Lang was in a convoy on its way to a reconstruction site to write a story about Canadians helping ordinary Afghans rebuild their lives. It was typical of Michelle, who once spent five months chronicling the story of a young woman with severe multiple sclerosis who was housed in a Calgary seniors residence because there was no other place for her in the health care system.

"Telling stories of real people is what she really wanted," said Lorne

Motley, the Herald’s editor-in-chief.

Louie, for the second time in a week, fought back tears in a moving eulogy.

"Whenever I feel darkness, I will remember her light. If she were here now, she would be shy and embarrassed at all the people and the outpouring of love," said Louie.

Michelle’s brother, Cameron Lang, choked back tears as he spoke about his sister. He recalled "a stubborn, adventurous, ambitious reporter. It was precisely the things we loved her for that led her to that conflict outside of Kandahar. She died being who she was, doing what she loved."
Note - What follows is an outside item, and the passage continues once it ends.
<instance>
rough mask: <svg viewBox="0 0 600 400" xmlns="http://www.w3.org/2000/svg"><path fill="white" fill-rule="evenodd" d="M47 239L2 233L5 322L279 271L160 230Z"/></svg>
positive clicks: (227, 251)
Among those attending Monday’s memorial were dozens of politicians and health industry professionals whom Lang dealt with as a beat reporter. She won a National Newspaper Award last year for her coverage of heath care, an award that recognized her as the best beat reporter in Canada.

An RCMP honour guard and uniformed representatives of Calgary’s emergency services, as well as members of the military, were also on hand.

It was the fourth and final service for Michelle, including a ramp ceremony at Kandahar Airfield, a repatriation ceremony in Trenton, Ont., and the funeral last week in Vancouver.

For many of us, and especially for the Lang and Louie families, the reality of what has happened will only start to hit us in the coming weeks.

"Twenty days have passed since we all learned of Michelle’s shocking and tragic death. It seems like yesterday," said Motley. "Some of us are starting to talk of turning the page, of putting the grief behind us. But it is hard."

Among the lasting tributes to her is the Michelle Lang Fellowship in Journalism, announced by Canwest Publishing on Friday. Kick-started with $100,000 from the company and the Asper family, it will fund a national program for recent Canadian university graduates and award up to $10,000 annually to fund a major news project that holds special significance for a Canadian audience. Contributions to it can be made in Lang’s memory at any Scotiabank branch across Canada.

The company will also fund the salary of a full-year internship for the fellow that includes six months at the Calgary Herald and six months at Canwest News Service in Ottawa.

The pressure on the first winner will probably be immense, but those of us in the Herald newsroom know that we owe it to Michelle to cut the poor soul some slack. It is what she would have done. Gracious, poised, never impressed with herself despite her accolades, Michelle Lang truly did represent the best in all of us both professionally and personally, as Motley has said on several occasions.

Today, nearly three weeks after her death, the flowers that have become a shrine on her desk are beginning to wilt, the petals beginning to drop and fade.

Not so our memories of Michelle Lang, who touched many lives in her 34 short years. She taught us to live large and enjoy life, pull a good prank and, above all, care for each other.

"She may have seemed tough as nails on the outside," Motley said. "But inside was a caring heart."